Ear blight: Early symptoms consist of small, brown, water-soaked lesions on the outer glumes of florets. Under humid / wet conditions, florets or whole spikelets become infected associated with premature bleaching of ears. Orange sporodochia become visible on the rachis at the base of infected spikelets under humid conditions. Purplish-brown perithecia may also develop on the bracts.
Conidia are curved, broadly falcate with a pointed apex and a flattened, wedge shaped foot-cell. Depending on the number of septae (0 to >5) conidial size varies from 8 - 18 x 2 - 3 µm to 19 - 30 x 2.5 - 4 µm with M. majus producing larger conidia. As M. nivalis does not produce chlamydospores, soil-borne saprophytic mycelium on infected straw is central to the life cycle for seedling blight, foot rot and ear blight. Later in the growing season, air-borne inoculum (conidia or ascospores) can infect ears and results in ear blight and the development of seed-borne inoculum. Although M. nivalis colonizes all tissues of cereal grain - epidermis, pericarp, testa, endosperm and embryo- the fungus has been isolated preferentially from the epidermis, pericarp and testa. Seed-borne inoculum is the predominant source of M. nivalis inoculum. Seed severely infected by M. nivalis may be small and shrivelled and is associated with reduced germination and reduced emergence of seedlings. However, heavy infected seed results in more severe symptoms of seedling blight than light seed.
M. nivalis is active over a wide range of temperature conditions favoring its wide geographical distribution on the Gramineae. With an optimum between 18 - 20 °C (64.4 - 68 °F) for most isolates, some isolates are able to grow at temperatures as low as -6 °C (21.2 °F) and as high as 32 °C (89.6 °F). Infections of roots, coleorhizas and coleoptiles generally occur under cold (0 - 5 °C; 32 - 41 °F)), dry soil conditions.
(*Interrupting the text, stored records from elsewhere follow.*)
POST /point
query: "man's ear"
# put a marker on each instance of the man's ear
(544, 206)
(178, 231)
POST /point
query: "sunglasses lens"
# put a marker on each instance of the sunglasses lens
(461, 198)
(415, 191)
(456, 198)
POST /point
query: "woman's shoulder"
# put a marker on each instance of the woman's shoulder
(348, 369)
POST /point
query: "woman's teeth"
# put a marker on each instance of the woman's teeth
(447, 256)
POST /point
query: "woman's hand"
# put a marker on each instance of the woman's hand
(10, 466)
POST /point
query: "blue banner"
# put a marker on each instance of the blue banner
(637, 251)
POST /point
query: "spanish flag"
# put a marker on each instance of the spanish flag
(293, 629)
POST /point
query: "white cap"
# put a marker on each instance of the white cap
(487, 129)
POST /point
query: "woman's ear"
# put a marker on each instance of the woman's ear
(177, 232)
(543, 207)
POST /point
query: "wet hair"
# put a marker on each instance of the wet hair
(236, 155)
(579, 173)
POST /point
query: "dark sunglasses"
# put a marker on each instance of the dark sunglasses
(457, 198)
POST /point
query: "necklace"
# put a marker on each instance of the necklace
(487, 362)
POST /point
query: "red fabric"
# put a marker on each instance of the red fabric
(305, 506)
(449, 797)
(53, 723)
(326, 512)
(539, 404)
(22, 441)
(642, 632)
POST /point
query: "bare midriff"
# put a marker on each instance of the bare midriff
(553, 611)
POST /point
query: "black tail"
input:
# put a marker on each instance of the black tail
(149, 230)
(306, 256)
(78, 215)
The pathogen spreads to the ears via splash dispersal of conidia or wind dispersal of ascospores. Infection of ears occurs during anthesis at 12 - 18 °C (53.6 - 64.4 °F) and is promoted by prolonged periods of wetness.
Additional Crop Information
Diseases due to M. nivalis are confined to members of the Poaceae including cereals as well as forage and turf grasses.
Integrated Crop Management
As M. nivalis may survive saprophytically on crop debris, cultivation techniques which remove or reduce the presence of debris significantly reduce disease incidence and severity.
Cereal varieties vary in their resistance to M. nivalis. However, only ear blight is considered during breeding programmes where genotypes are selected for the Fusarium head blight complex involving also M. nivalis.
Modern fungicidal seed treatments effectively control early disease phases caused by M. nivalis such as seedling blight and snow mold and improve therefore significantly seedling emergence and overwintering capacity of young cereal plants.
Beside direct fungicidal effects the reduced seed born transmission of the pathogen helps also to minimize the inoculum density which may cause damages in later growth stages.
Seed treatment products being effective against M. nivalis are mostly based on fungicides including azoles (e.g. triadimenol, bitertanol, prothioconazole) or strobilurins (e.g. fluoxastobin). Other fungicides used in seed treatment product for control of M. nivalis are fuberidazole, and iprodione.
For the control of head blight via spray application several fungicides are available.
DMI (azole) fungicides such as tebuconazole and prothioconazole and / or strobilurins (QoIs) such as fluoxastrobin and trifloxystrobin show a good effectiveness against ear blight caused by M. nivalis. Control is most effective when fungicides are applied around flowering (anthesis).